I know what you mean, outings can be tough. Just the other day..Saturday...Tyler had a baseball game, and I had to make 2 errands before the game. Nathan had a meltdown at both places. They were minor meltdowns, but we were still looked at. Then when we went to the game, he spent the whole time "on" me. I was so exhausted that day. We don't have many meltdowns like we used too, and he's getting better to "read"....I know when something is going to set him off, so that's nice!

My eyes welt up with tears alot, especially when we're around other NT children. Even though my older son is NT, it still hurts to watch Nathan struggle. When he was younger, Tyler would "help" him....like at the park, or storytime, or when we were around other kids. Nathan would follow Tyler's lead. He still does this, and he even repeats things that Tyler says...just so that he's saying the right/appropriate thing (I'm guessing!) He wants so desperately to fit in with all the kids. It has helped with his social skills, even though we're still working on it, and probably will for a long time!

Anyway, I just wanted to let you know that age 3 was still tough for us too! Now that he's 6, we're able to explain things to him so that he can understand. We have to REPEAT ourselves constantly, because he needs things explained in FULL DETAIL....and over and over again!! LOL But it is alot easier than the meltdowns and tantrums.

Good luck with your "re-evaluation"!!

Michelle

Avatar for googolplex
iVillage Member
Registered: 03-31-2003

Hi Melanie,

My AS child is 7, and we used to go to the park all the time between the ages of one and three. Obviously I don't know your DS, but from what you wrote it sounds like the problem, from his point of view, was that you took away the catepillar and tried to get him to shift in socializing mode. I've learned a few things about my own son over the years, and in hindsight, I can think of many times when he was doing some kind of imaginary thing that I didn't realize. If your son is anything like mine, perhaps he had some kind of scenario going on in his head that included that caterpillar.

Or, do you thing he is resisting socializing because he's anxious about socializing? Are there too many other kids? Are they doing things that may confuse or irritate your ds? Looking back, I can see many examples of both scenarios in my own ds.

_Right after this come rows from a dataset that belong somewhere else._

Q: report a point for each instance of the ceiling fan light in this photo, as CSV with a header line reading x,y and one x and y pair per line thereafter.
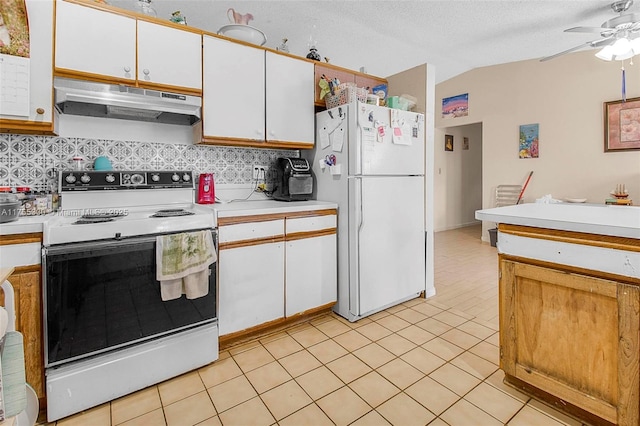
x,y
626,55
606,53
621,46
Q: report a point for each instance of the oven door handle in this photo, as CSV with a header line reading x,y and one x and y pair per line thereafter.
x,y
110,244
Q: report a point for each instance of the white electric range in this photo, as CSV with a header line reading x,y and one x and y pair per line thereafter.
x,y
107,330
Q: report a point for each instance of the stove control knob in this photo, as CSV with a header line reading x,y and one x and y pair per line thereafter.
x,y
137,179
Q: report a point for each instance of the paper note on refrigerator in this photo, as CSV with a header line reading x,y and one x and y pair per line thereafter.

I remember when my ds began having wild freak-outs at what appeared to be some nothing. He was 3, and I was putting him to bed. He wanted me to pretend to put up the side of his "crib". I complied, said a few things, and then leant down to kiss him. He totally lost it. I couldn't figure out why he was screaming bloody murder and was soooo MAD. It turns out I had forgotten to "put the side of the crib down" before kissing him. I had defied some law of his imaginary universe, by leaning through the "bars of the crib".

I never got the impression that he was avoiding social interactions until he was 3 or 3.5. Then again, I'm a total introvert, and socializing with anyone but the very closest friends drains me. By about 3, I noticed that he began to refuse to go to the park because there were large groups of preschoolers or day campers who would come and get loud and pushy. I didn't see it as a huge problem, though. I don't like groups of loud, pushy people either. LOL! My kids are like me, we like the occasional one-on-one "playdate" with a very close friend.

Anyway, I think keeping the playdates short and sweet may be a good idea. I think, if I were in your shoes, and needed the park/social time, I'd take him and let him ignore the other kids if he wants. Then again, if you want to teach social skills, my family is probably the last people you want to take advice from. LOL!

And if people really are giving you those looks, then to heck with them. I try to tune out people who clearly don't *get* it.